The debtor was established as a family business in 1997 for the purpose of purchasing and renting real property in Gastonia, North Carolina, and it owned sixty-two properties at the time it declared bankruptcy in August 2011. It asked the court to approve a reorganization plan that divided a $2,453,838 debt it owed a bank (its largest creditor) into secured debt in the amount of $1,471,350 and unsecured debt in the amount of $982,487 and satisfied the unsecured debt by making a payment of $50,000 to the bank. Debtor corporation filed a petition under Chapter 11 of the Bankruptcy Code and asked the court to confirm its second amended bankruptcy plan. The bank, it’s largest creditor filed an objection to the plan and asked the court for relief under 11 U.S.C.S. § 362(d) so it could foreclose on property the debtor owned.
Does the plan meet the requirements of 11 U.S.C.S. § 1129?

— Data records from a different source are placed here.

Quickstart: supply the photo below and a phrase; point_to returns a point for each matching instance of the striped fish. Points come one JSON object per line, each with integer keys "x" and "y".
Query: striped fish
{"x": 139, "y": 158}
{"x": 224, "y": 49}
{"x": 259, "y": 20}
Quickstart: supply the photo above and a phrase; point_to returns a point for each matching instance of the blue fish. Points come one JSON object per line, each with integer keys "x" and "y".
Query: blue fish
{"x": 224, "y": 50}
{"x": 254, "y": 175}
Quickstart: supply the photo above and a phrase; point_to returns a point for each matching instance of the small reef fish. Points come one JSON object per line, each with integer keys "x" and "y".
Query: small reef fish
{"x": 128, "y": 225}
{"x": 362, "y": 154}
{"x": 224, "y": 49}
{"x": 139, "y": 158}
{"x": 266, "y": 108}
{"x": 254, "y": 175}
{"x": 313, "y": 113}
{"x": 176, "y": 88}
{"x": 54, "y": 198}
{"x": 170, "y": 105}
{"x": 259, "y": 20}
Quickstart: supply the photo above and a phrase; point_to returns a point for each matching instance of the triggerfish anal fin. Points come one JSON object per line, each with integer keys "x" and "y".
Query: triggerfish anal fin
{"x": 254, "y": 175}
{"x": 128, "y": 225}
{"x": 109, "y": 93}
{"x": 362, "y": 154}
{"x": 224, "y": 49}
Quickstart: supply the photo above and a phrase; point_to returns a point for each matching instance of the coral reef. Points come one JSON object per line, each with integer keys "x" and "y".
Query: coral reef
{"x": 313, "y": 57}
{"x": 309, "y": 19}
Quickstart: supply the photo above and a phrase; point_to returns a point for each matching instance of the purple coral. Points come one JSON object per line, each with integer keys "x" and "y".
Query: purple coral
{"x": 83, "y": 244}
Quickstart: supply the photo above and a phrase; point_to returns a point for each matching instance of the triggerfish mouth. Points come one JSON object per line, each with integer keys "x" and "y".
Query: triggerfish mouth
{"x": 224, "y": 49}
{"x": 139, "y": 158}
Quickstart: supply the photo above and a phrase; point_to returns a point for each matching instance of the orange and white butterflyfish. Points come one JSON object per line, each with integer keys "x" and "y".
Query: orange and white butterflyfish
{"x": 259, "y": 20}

The court sustained the bank's objection to the debtor second amended plan in part and denied it in part, but confirmed the plan as it was revised at the hearing. Although the bank filed an objection to the debtor's plan and asked the court for relief from the automatic stay so it could foreclose on the debtor's properties, the court found that the plan met the requirements of 11 U.S.C.S. § 1129 and could be confirmed. The debtor's managers were doing an effective job of running the business under challenging economic conditions that affected the real estate market in Gastonia, and reorganization was preferable to liquidation because creditors would receive less if the debtor's assets were sold in a forced sale and a forced sale would further depress property values and reduce the number of homes that were available for low-income residents. The Properties, the Debtor's primary operating assets and the source of the Debtor's future income, are necessary to success of the Plan per 11 U.S.C. §362(d)(2)(B).